Quarterly Recap: 1Q17 Brings Surprises, Markets Remain Calm
Apr 12, 2017
The U.S. economy continued to churn along in the 1st quarter, albeit with several surprise developments. The primary surprise of 1Q17 was another 25 bps rate hike by the FOMC. The March hike marked the first time in 11 years that the Fed felt comfortable enough with the U.S. economy to hike rates twice within a three-month period. Coming into the year, the markets were expecting two rate hikes in all of 2017, projecting one hike in June and one in the fourth quarter. The FOMC was projecting three hikes. After a run of strong labor data, the Fed began communicating the likelihood of a March hike only a few weeks in advance of its March 15 meeting. This gave investors some pause, fearful that it was a precursor to a more aggressive forward rate path. However, the FOMC reaffirmed its existing position that it expects to hike only three times in 2017 despite delivering an earlier-than-expected hike.
As for the economic data, the labor market continued to post surprisingly strong reports. Initial jobless claims fell to their lowest levels since 1973 while January and February saw 238k and 235k nonfarm payrolls created, respectively. However, wage growth was not as strong as expected coming into 2017 despite 19 states raising their minimum wages in January. Equally surprising, actual consumption data was much weaker than expected. January and February saw the first back-to-back monthly declines in real spending since 2009. Nonetheless, sentiment remains very strong for consumers, manufacturers, purchase managers, small businesses, and homebuilders (almost every sentiment index reached cycle highs during 1Q). Also a positive development, the data out of the Eurozone improved in 1Q despite the uncertainty surrounding Brexit, and the three general elections taking place this year in key countries.

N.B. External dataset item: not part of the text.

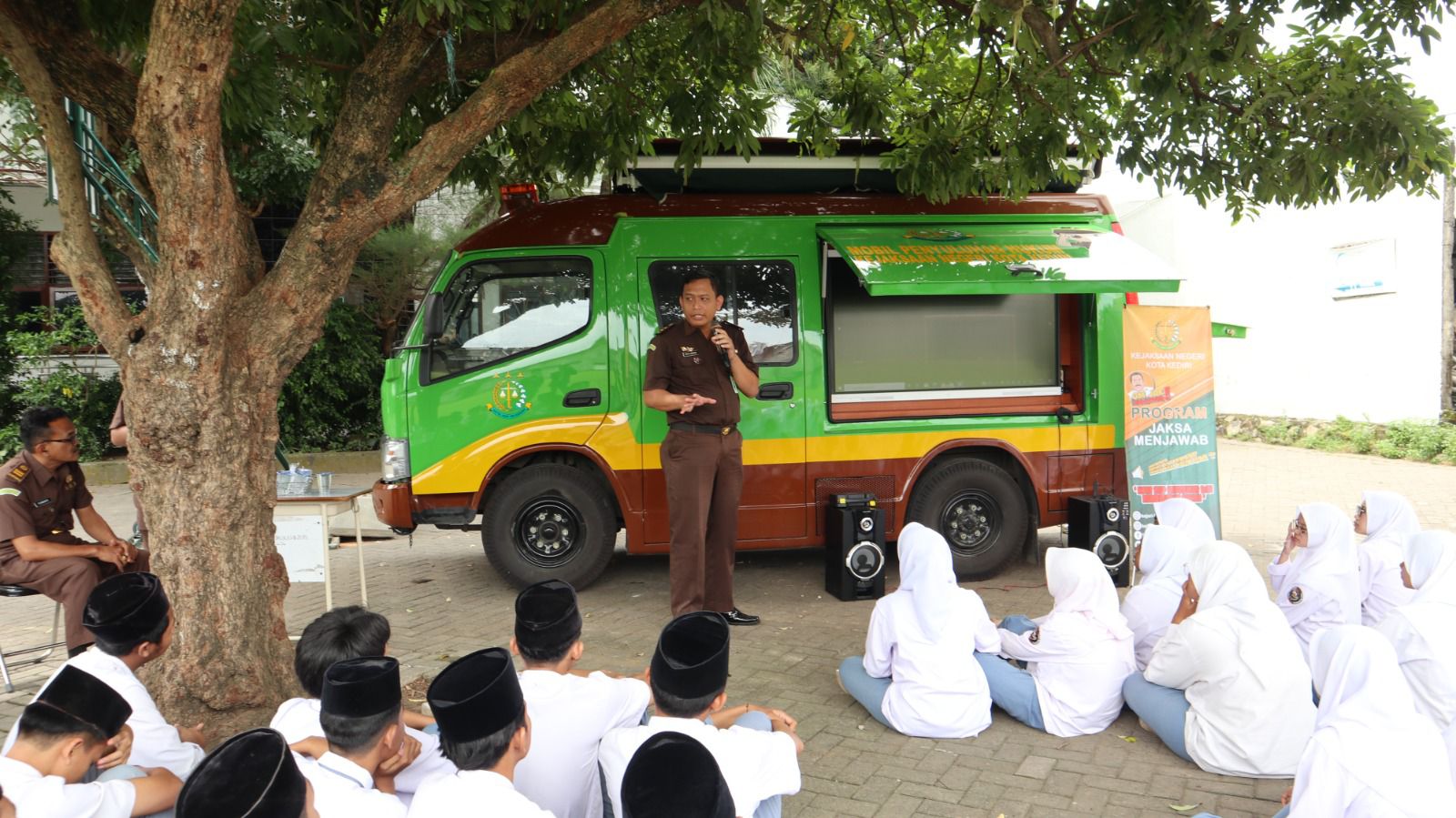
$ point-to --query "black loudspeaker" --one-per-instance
(855, 549)
(1101, 524)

Due largely to the stability in the economic data, the markets remained calm in 1Q despite the unexpected rate hike. U.S. interest rates were effectively unchanged with a small flattening of the yield curve. The 10-year Treasury yield fell 5 basis points during the quarter to close at 2.40% while the 2-year yield rose 7 basis points to close at 1.27%. The short-end of the curve was pressured higher by the FOMC rate hike. Despite the FOMC’s assertiveness, the U.S. Dollar ended the quarter down 1.8%, a fact that is likely to be seen as positive by monetary policymakers. Stocks were undeterred by the hike with the Dow rising 4.6%.
Going forward, there remains quite a bit of uncertainty about the future of fiscal policy. While newly elected President Trump has used executive actions to roll back some regulations, his first attempt at reforming healthcare proved that Republicans are not unified on the correct path forward. This has raised concern among investors that President Trump’s entire economic agenda, what has been largely responsible for the recent run for stock prices, could be in jeopardy. The optimism surrounding tax reform, fewer regulations, and a possible infrastructure investment program have all been tempered. President Trump’s political success will be key to market performance over the coming quarters.